'Breast cancer doesn't just affect women. Men can get it too.'

Posted 21st October 2021

Picture of Graeme Brooks sitting in a restaurant. He is wearing a light blue short sleeved shirt and has a short grey beard

When Graeme Brooks found a small bump in his chest in early 2016, the last thing he expected was that he had breast cancer. “It was a total shock,” he explains. “Even though I’m a nurse myself, I’d never come across a man with breast cancer – only women.”

Now Graeme, 62, from central Liverpool, is telling his story for Breast Cancer Awareness Month to help other men and to encourage them to get any chest lumps or other symptoms checked out.

As a practice nurse in a busy GP practice, Graeme knew how important it was to keep an eye on his health and seek help if he spotted any unusual and persistent changes in his body – for example, lumps and bumps, a cough that wouldn’t go away, or losing a lot of weight without trying.

When he found a small sore lump above his right nipple, he asked his GP to have a look at it. “He referred me to hospital and I got an appointment within a fortnight for a scan,” Graeme recalls. “I had the scan and went back an hour or two later and the consultant was there with a specialist nurse and two or three other people who explained what it was. I was quite shocked, to be honest. You really don’t expect it when you’re a man. I went away for a week because I just needed time to get my head around it.”

One of the hardest things, Graeme says, was dealing with people’s reactions when he told them he had breast cancer. “I remember telling one of my friends and he said, ‘no, you can’t have because that’s a woman’s thing’, and you’ve got to explain.
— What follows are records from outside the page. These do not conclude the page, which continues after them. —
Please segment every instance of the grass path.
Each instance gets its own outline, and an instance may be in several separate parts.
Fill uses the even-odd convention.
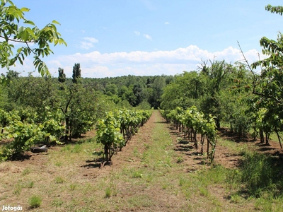
[[[226,169],[209,169],[205,158],[180,148],[178,136],[154,110],[111,165],[99,167],[101,146],[93,139],[0,163],[0,205],[23,211],[255,211],[253,201],[233,193],[238,185],[229,184]],[[33,196],[41,200],[38,208],[30,208]]]

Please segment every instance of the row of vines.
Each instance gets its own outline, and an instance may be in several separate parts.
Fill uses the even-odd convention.
[[[59,110],[45,109],[43,117],[28,110],[0,110],[0,141],[11,141],[3,148],[1,160],[16,159],[35,144],[62,143],[59,139],[64,135],[66,128],[64,116]]]
[[[214,117],[210,114],[206,117],[203,112],[197,110],[195,106],[192,106],[185,110],[180,107],[177,107],[173,110],[161,110],[161,113],[167,122],[173,123],[176,129],[183,131],[185,137],[187,136],[190,141],[193,141],[196,148],[198,148],[197,134],[200,134],[201,135],[202,154],[206,139],[207,157],[209,158],[212,163],[213,162],[217,134]],[[210,148],[209,146],[211,146]]]
[[[65,117],[61,110],[45,108],[44,116],[28,110],[6,112],[0,110],[0,141],[10,141],[3,148],[1,160],[21,157],[36,144],[62,144],[67,136]],[[93,122],[96,125],[96,141],[104,145],[105,160],[109,161],[114,151],[122,148],[150,117],[152,110],[121,110],[105,112],[104,117]]]
[[[106,112],[105,117],[96,125],[96,140],[104,146],[105,161],[110,161],[114,153],[126,146],[139,127],[149,119],[152,110],[131,110]]]

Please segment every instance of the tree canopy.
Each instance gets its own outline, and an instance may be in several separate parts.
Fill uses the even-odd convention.
[[[53,54],[50,44],[54,45],[66,42],[57,32],[56,20],[48,23],[42,29],[25,18],[25,13],[30,9],[18,8],[11,0],[1,0],[0,4],[0,65],[9,70],[18,61],[23,64],[25,58],[33,56],[33,65],[42,76],[50,76],[48,68],[42,58]],[[15,43],[22,45],[15,49]],[[31,45],[33,44],[33,45]],[[7,78],[0,76],[0,83],[8,81]]]

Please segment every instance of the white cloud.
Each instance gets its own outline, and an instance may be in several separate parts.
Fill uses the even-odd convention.
[[[93,43],[98,42],[98,40],[97,40],[94,37],[83,37],[83,39],[86,40],[88,40],[91,42],[93,42]]]
[[[250,64],[258,60],[258,52],[250,49],[245,52]],[[197,70],[202,61],[208,59],[225,60],[232,64],[236,61],[243,61],[240,50],[229,47],[221,51],[209,52],[201,49],[195,45],[178,48],[171,51],[112,52],[101,54],[93,51],[86,54],[76,53],[72,55],[61,56],[55,61],[47,64],[52,66],[58,65],[64,69],[68,77],[71,77],[72,65],[80,63],[83,77],[102,78],[106,76],[127,76],[128,74],[140,76],[175,75],[183,71]],[[50,71],[52,70],[50,69]],[[57,74],[54,74],[57,76]]]
[[[150,36],[150,35],[147,35],[147,34],[144,34],[144,37],[145,38],[146,38],[146,39],[150,40],[152,40],[151,36]]]
[[[250,64],[258,59],[258,52],[250,49],[244,52]],[[93,51],[86,54],[76,53],[71,55],[56,57],[53,59],[45,59],[52,74],[58,76],[58,67],[64,69],[67,77],[71,77],[73,66],[81,64],[83,77],[102,78],[106,76],[127,76],[128,74],[139,76],[175,75],[183,71],[197,70],[202,61],[215,59],[225,60],[228,63],[243,61],[243,56],[238,49],[227,47],[223,50],[209,52],[201,49],[197,46],[190,45],[170,51],[130,52],[119,52],[101,54]],[[264,57],[261,55],[261,59]],[[48,59],[48,58],[47,58]],[[26,76],[28,71],[35,69],[31,60],[25,60],[24,66],[17,65],[13,70],[22,72]],[[6,73],[0,69],[0,73]]]
[[[94,37],[85,37],[83,39],[86,41],[79,42],[79,47],[83,49],[89,49],[94,47],[94,43],[98,42],[98,40]]]

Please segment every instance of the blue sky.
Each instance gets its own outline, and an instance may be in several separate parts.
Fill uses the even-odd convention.
[[[13,1],[30,8],[25,17],[39,28],[60,23],[57,30],[68,46],[52,47],[54,54],[44,59],[54,76],[60,67],[71,77],[75,63],[81,64],[82,77],[92,78],[174,75],[214,57],[233,64],[243,59],[237,41],[252,63],[261,53],[260,39],[276,40],[283,28],[283,17],[265,10],[282,1]],[[12,69],[26,76],[34,70],[32,60]]]

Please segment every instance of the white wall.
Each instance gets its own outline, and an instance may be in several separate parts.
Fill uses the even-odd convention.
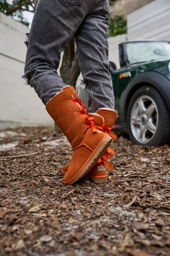
[[[29,29],[0,12],[0,128],[31,125],[54,125],[34,89],[24,84]]]
[[[119,35],[116,36],[110,37],[108,38],[109,45],[109,60],[116,64],[117,69],[120,68],[119,57],[119,44],[122,42],[126,41],[126,34]]]
[[[170,41],[170,0],[156,0],[127,15],[128,40]]]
I only knew about it myself because I went through it as a man.

“You’re reluctant to say it because it sounds a bit strange – a bloke getting breast cancer – because you don’t think you’ve got breasts. But in the hospital I can remember them specifically saying it was male breast cancer, and I know it sounds daft but saying it was male breast cancer made it a bit easier for my mind.”

Graeme had a double mastectomy at the Royal Liverpool Hospital followed by chemotherapy, radiotherapy and hormone therapy at The Clatterbridge Cancer Centre. “That was strange in itself,” he says, “because the other patients were all women when I went for my chemo but the staff in all the hospitals have been fantastic.”
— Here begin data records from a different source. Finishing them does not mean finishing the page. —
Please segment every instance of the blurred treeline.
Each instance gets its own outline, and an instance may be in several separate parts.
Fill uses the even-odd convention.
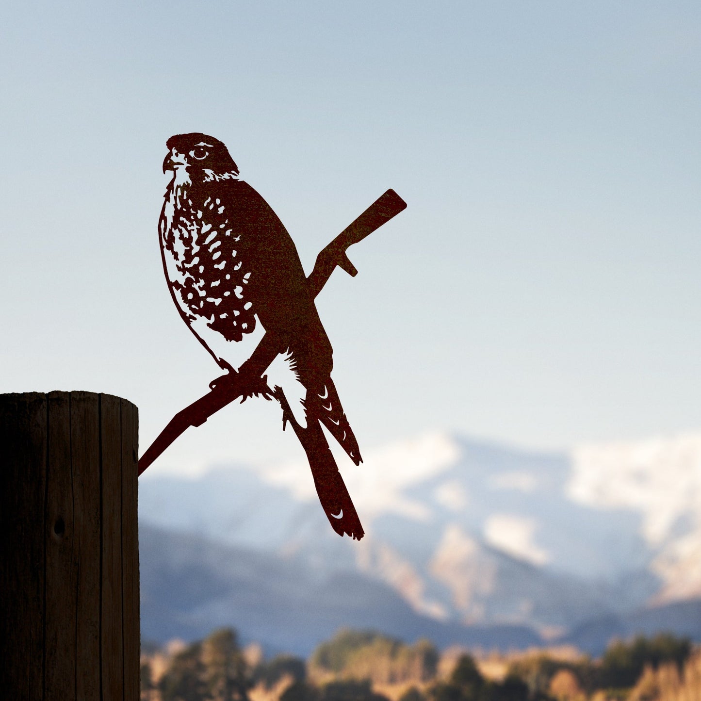
[[[615,641],[595,660],[557,649],[440,654],[426,640],[352,630],[308,660],[264,660],[230,629],[144,648],[142,701],[701,701],[701,650],[667,634]]]

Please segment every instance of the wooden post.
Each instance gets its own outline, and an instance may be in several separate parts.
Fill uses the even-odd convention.
[[[0,696],[138,701],[138,411],[0,395]]]

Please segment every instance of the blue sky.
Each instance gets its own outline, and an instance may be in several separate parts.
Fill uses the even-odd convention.
[[[701,427],[697,3],[11,1],[0,27],[0,391],[125,397],[142,449],[204,393],[156,231],[196,130],[308,271],[407,201],[318,302],[361,447]],[[296,456],[278,414],[229,407],[150,469]]]

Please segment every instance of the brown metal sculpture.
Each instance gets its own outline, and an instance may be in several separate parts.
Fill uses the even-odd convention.
[[[159,225],[163,271],[183,320],[225,374],[210,391],[178,412],[139,461],[139,474],[189,426],[198,426],[234,400],[277,400],[309,461],[321,505],[334,530],[360,540],[362,526],[324,435],[325,426],[350,459],[358,442],[331,379],[332,349],[314,304],[336,266],[358,271],[346,251],[404,210],[388,190],[318,254],[304,275],[294,243],[268,203],[238,177],[222,142],[179,134],[167,142],[163,172],[173,171]],[[262,337],[235,369],[214,349],[218,338],[241,341],[257,325]],[[305,390],[297,420],[279,385],[265,374],[282,355]]]

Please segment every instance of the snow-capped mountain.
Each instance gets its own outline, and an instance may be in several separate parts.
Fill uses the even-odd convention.
[[[553,454],[432,434],[365,457],[339,458],[360,543],[332,531],[301,460],[144,479],[139,519],[355,571],[435,620],[550,639],[701,595],[701,435]]]

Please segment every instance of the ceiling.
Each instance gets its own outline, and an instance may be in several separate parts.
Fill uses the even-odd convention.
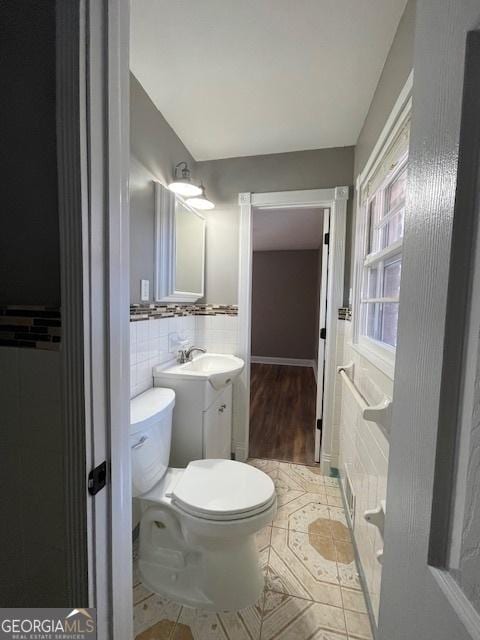
[[[323,209],[255,209],[254,251],[319,249],[323,236]]]
[[[196,160],[354,145],[406,0],[132,0],[131,69]]]

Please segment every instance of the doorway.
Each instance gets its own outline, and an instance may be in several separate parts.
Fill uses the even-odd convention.
[[[250,382],[252,344],[252,268],[253,228],[257,211],[282,211],[285,209],[321,209],[323,211],[323,237],[327,235],[328,251],[322,251],[322,278],[320,286],[325,298],[320,304],[318,321],[317,363],[323,364],[323,372],[317,378],[314,429],[314,462],[320,462],[321,472],[330,473],[335,466],[333,442],[333,405],[336,377],[336,340],[338,309],[343,306],[343,273],[345,260],[345,225],[348,187],[310,189],[303,191],[279,191],[271,193],[240,193],[240,250],[239,250],[239,355],[246,363],[235,391],[234,453],[238,460],[245,460],[250,451]],[[328,211],[328,216],[325,215]],[[296,234],[291,231],[292,237]],[[322,339],[320,340],[320,332]],[[255,363],[254,363],[255,364]],[[318,428],[319,427],[319,428]],[[321,444],[321,447],[320,447]],[[320,452],[321,449],[321,452]]]
[[[251,457],[315,464],[328,214],[322,207],[252,212]]]

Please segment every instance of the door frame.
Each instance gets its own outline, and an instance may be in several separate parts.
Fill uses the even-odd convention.
[[[133,637],[129,20],[129,0],[56,3],[67,591],[107,640]]]
[[[465,462],[456,459],[458,444],[464,444],[458,437],[463,419],[471,433],[478,425],[471,402],[465,414],[462,403],[474,384],[464,378],[464,367],[473,351],[467,341],[478,258],[472,242],[478,232],[480,11],[476,2],[455,0],[424,0],[416,11],[378,637],[477,640],[480,614],[464,593],[449,552],[452,516],[460,515],[452,498],[457,491],[457,497],[465,496],[463,479],[459,485],[456,477]],[[478,458],[472,470],[478,475]],[[473,476],[472,496],[475,488]],[[472,497],[470,522],[478,523],[476,510]],[[464,523],[460,518],[460,526]],[[465,559],[476,576],[478,527],[472,532],[476,537]]]
[[[233,451],[237,460],[246,460],[249,451],[250,428],[250,350],[252,340],[252,209],[255,207],[315,207],[330,209],[330,251],[328,261],[327,339],[325,344],[325,403],[320,452],[320,467],[328,474],[335,461],[333,407],[336,375],[336,344],[338,309],[343,306],[345,230],[349,188],[275,191],[270,193],[240,193],[239,229],[239,355],[244,370],[234,388]]]

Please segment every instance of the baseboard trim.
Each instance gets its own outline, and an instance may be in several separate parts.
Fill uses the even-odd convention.
[[[239,462],[245,462],[247,460],[247,447],[244,442],[235,442],[234,440],[232,448],[235,460],[238,460]]]
[[[314,371],[317,369],[315,360],[302,358],[274,358],[269,356],[251,356],[250,362],[254,364],[281,364],[289,367],[312,367]]]

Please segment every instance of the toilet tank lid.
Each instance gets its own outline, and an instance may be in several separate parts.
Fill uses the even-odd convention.
[[[153,387],[130,400],[130,426],[146,426],[148,421],[175,404],[175,391]]]

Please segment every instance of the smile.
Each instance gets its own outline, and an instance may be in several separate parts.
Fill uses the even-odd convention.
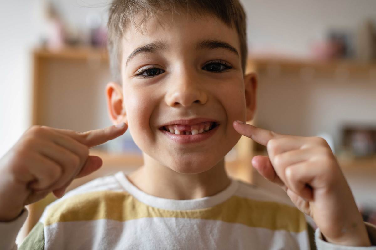
[[[194,135],[210,131],[218,125],[216,122],[206,122],[191,126],[180,124],[168,125],[162,128],[171,134]]]
[[[170,140],[181,143],[197,143],[206,140],[218,130],[219,124],[206,122],[192,125],[174,124],[164,126],[159,130]]]

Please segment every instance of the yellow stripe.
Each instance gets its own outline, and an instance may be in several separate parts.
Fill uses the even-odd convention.
[[[171,211],[142,203],[127,193],[100,191],[72,196],[51,207],[45,226],[64,221],[100,219],[124,221],[143,218],[179,218],[221,220],[271,230],[300,232],[307,229],[297,208],[272,202],[234,196],[212,208]]]

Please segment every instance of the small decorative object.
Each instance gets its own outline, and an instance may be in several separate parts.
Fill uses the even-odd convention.
[[[58,50],[64,47],[65,44],[64,24],[56,8],[52,3],[49,1],[46,4],[47,21],[46,45],[50,50]]]
[[[343,132],[344,148],[355,157],[376,154],[376,126],[348,126]]]
[[[323,60],[351,57],[353,47],[351,38],[345,31],[331,30],[325,41],[313,44],[311,48],[313,57]]]

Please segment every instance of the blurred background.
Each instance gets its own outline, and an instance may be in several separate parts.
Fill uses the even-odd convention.
[[[112,125],[105,95],[109,2],[0,1],[0,157],[33,124],[80,131]],[[376,1],[241,2],[247,70],[259,77],[250,122],[324,138],[365,220],[376,223]],[[226,156],[227,170],[284,195],[250,167],[253,155],[266,154],[250,140]],[[104,165],[92,178],[142,164],[128,132],[94,153]]]

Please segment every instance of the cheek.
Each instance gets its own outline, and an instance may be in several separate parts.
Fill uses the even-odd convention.
[[[132,94],[124,95],[124,104],[128,129],[136,142],[142,140],[143,136],[151,136],[149,120],[153,105],[150,96],[147,93],[138,92],[134,90],[130,90],[129,93]]]
[[[235,120],[245,120],[246,116],[246,98],[243,82],[239,80],[234,84],[223,89],[221,95],[221,102],[224,104],[229,125]]]

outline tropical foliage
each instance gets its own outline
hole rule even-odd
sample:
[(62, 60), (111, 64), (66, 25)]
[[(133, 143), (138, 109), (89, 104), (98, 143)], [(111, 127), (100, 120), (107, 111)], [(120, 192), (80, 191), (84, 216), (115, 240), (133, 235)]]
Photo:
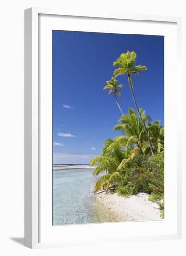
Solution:
[(111, 94), (113, 94), (115, 98), (115, 101), (121, 113), (122, 113), (122, 115), (123, 115), (120, 105), (117, 101), (116, 95), (117, 95), (119, 97), (121, 96), (121, 94), (119, 89), (123, 88), (124, 85), (123, 84), (118, 85), (117, 80), (114, 77), (112, 77), (111, 80), (108, 80), (107, 81), (106, 83), (107, 85), (104, 87), (103, 90), (109, 90), (109, 95), (110, 95)]
[[(108, 139), (104, 142), (102, 153), (92, 160), (90, 165), (98, 164), (93, 171), (99, 175), (95, 192), (105, 190), (116, 191), (118, 195), (128, 196), (138, 193), (150, 194), (149, 200), (156, 202), (164, 216), (164, 126), (160, 121), (152, 122), (150, 116), (139, 108), (134, 95), (132, 76), (147, 70), (145, 66), (135, 65), (137, 55), (135, 52), (122, 54), (113, 65), (117, 68), (114, 77), (106, 81), (104, 90), (112, 94), (122, 115), (114, 131), (121, 135)], [(129, 108), (123, 114), (116, 96), (121, 96), (116, 77), (126, 75), (137, 112)], [(100, 174), (103, 175), (100, 176)]]
[(148, 134), (145, 122), (144, 121), (143, 118), (141, 115), (140, 111), (137, 104), (136, 100), (134, 94), (134, 85), (132, 75), (134, 74), (137, 75), (141, 71), (147, 70), (146, 66), (142, 66), (141, 65), (135, 66), (136, 57), (137, 54), (135, 52), (130, 52), (128, 50), (127, 53), (122, 54), (120, 57), (117, 58), (116, 61), (113, 63), (113, 65), (115, 67), (118, 67), (118, 68), (115, 69), (115, 70), (114, 72), (114, 75), (115, 77), (116, 77), (118, 75), (126, 75), (128, 78), (128, 81), (131, 91), (132, 98), (137, 111), (138, 112), (140, 118), (141, 119), (141, 122), (143, 124), (145, 132), (146, 134), (148, 140), (148, 143), (149, 145), (151, 154), (153, 156), (154, 151), (152, 143)]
Although breast cancer is relatively rare in men, there are around 300-400 new cases* diagnosed each year and men account for 0.7 per cent of all breast cancer diagnoses.

That’s one of the reasons Graeme is so keen to raise awareness and encourage other men not to ignore the symptoms. “I know it happens a lot more to women because of the nature of the condition but no one seems to say it affects men as well. When I see publicity about breast cancer on the television, I’m shouting back at the telly ‘it affects men as well’.
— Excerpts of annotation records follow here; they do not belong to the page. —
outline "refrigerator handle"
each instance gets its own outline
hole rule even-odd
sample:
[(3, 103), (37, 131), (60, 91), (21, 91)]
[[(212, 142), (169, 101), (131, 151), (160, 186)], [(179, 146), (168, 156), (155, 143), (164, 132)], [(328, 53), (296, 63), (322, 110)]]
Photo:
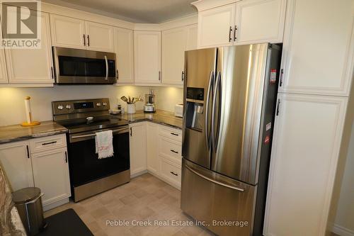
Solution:
[(222, 183), (222, 182), (219, 182), (218, 181), (216, 181), (216, 180), (214, 180), (211, 178), (209, 178), (209, 177), (207, 177), (204, 175), (202, 175), (202, 174), (200, 173), (198, 173), (197, 171), (194, 170), (193, 168), (190, 168), (190, 167), (188, 167), (188, 165), (185, 165), (185, 168), (187, 168), (188, 169), (189, 169), (190, 172), (192, 172), (193, 173), (195, 174), (196, 175), (198, 175), (198, 176), (205, 179), (205, 180), (207, 180), (212, 183), (214, 183), (214, 184), (218, 184), (218, 185), (221, 185), (221, 186), (223, 186), (224, 187), (227, 187), (227, 188), (229, 188), (229, 189), (234, 189), (234, 190), (237, 190), (237, 191), (239, 191), (241, 192), (243, 192), (244, 191), (244, 189), (241, 189), (241, 188), (238, 188), (238, 187), (235, 187), (235, 186), (233, 186), (232, 185), (229, 185), (229, 184), (224, 184), (224, 183)]
[(207, 100), (205, 104), (205, 131), (204, 132), (205, 134), (205, 140), (207, 140), (207, 148), (210, 150), (210, 133), (209, 128), (209, 103), (210, 99), (210, 92), (214, 90), (214, 72), (210, 72), (210, 76), (209, 77), (209, 84), (207, 86)]
[[(215, 83), (215, 89), (214, 89), (214, 95), (212, 96), (212, 146), (214, 147), (214, 150), (216, 152), (217, 149), (217, 141), (219, 139), (219, 130), (220, 126), (219, 114), (219, 118), (217, 120), (217, 130), (215, 132), (215, 105), (217, 103), (217, 94), (219, 91), (219, 103), (220, 103), (221, 99), (221, 72), (218, 72), (217, 74), (216, 81)], [(220, 106), (218, 106), (218, 109), (220, 109)]]

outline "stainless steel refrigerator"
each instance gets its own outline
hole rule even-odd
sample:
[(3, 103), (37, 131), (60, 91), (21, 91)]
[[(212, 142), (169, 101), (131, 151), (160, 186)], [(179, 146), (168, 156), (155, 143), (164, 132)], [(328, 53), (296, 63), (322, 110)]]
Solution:
[(219, 235), (261, 235), (281, 45), (185, 52), (181, 208)]

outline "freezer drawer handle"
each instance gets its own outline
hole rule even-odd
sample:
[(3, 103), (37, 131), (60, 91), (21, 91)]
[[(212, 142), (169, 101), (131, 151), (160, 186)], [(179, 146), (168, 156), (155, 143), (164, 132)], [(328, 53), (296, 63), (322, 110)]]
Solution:
[(241, 192), (244, 191), (244, 189), (240, 189), (240, 188), (237, 188), (237, 187), (235, 187), (235, 186), (231, 186), (231, 185), (229, 185), (229, 184), (224, 184), (224, 183), (222, 183), (222, 182), (219, 182), (219, 181), (217, 181), (216, 180), (214, 180), (214, 179), (210, 179), (209, 177), (205, 176), (204, 175), (202, 175), (202, 174), (200, 174), (200, 173), (197, 172), (196, 171), (195, 171), (194, 169), (193, 169), (192, 168), (190, 168), (188, 165), (185, 165), (185, 168), (187, 168), (188, 169), (189, 169), (190, 171), (191, 171), (192, 172), (193, 172), (194, 174), (195, 174), (198, 176), (202, 177), (202, 179), (206, 179), (207, 181), (210, 181), (210, 182), (212, 182), (214, 184), (223, 186), (229, 188), (229, 189), (237, 190), (237, 191), (241, 191)]

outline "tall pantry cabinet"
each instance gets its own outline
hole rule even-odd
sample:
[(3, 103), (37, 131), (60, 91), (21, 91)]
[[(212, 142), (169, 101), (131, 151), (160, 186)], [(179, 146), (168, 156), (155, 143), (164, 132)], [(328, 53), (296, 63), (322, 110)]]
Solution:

“People talk about women needing to check their breasts but it’s also important for men to check their chests and get advice if they find anything unusual.”

Graeme made a good recovery in 2016 but continued to keep a close eye on his health and sought help quickly after experiencing pain in his rib earlier this year.

It was a good job as scans showed that, as well as having secondary breast cancer in a rib, he also had early oesophageal cancer without any symptoms. After undergoing chemotherapy for his oesophageal cancer, he underwent a 10-hour operation at the Royal Liverpool in May to remove the oesophageal cancer and the rib and is currently recovering at home.

“I couldn’t have got through this without the support of my husband, my family and close friends,” Graeme says.

His latest scan results show no sign of any cancer currently, and he is now on an endocrine therapy consisting of goserelin injections once a month at The Clatterbridge Cancer Centre’s Liverpool hospital and a daily tablet called letrozole to help keep his breast cancer at bay.

Graeme is also being supported by The Clatterbridge Cancer Centre’s pioneering Metastatic Breast Cancer team of clinical nurse specialists.

“I saw Professor Palmieri about my breast cancer the other week and he seems pleased with how my treatment is going,” says Graeme. “I’ve just got to keep up with the injections and the hormone tablets and hopefully everything’s gone. They’ve told me it will take 12-18 months to recover after the operation and I’ve lost about 3 stone so I’m trying to put weight back on and get myself back to normal. I love travelling to Gran Canaria and Turkey and just can’t wait until I’m able to go on holiday there again.”

Professor Carlo Palmieri, Consultant Medical Oncologist at The Clatterbridge Cancer Centre NHS Foundation Trust, who is treating Graeme for his breast cancer, said: “Male breast cancer is relatively uncommon but still affects a significant number of people so it’s very important not to ignore any lumps or unusual symptoms in your chest tissue, regardless of gender.

“Graeme’s vigilance didn’t just pay off in his initial breast cancer diagnosis. It also meant his oesophageal cancer was caught at a much earlier, and more treatable, stage than it might otherwise have been. The same is true of the breast cancer cells that had spread to his rib.”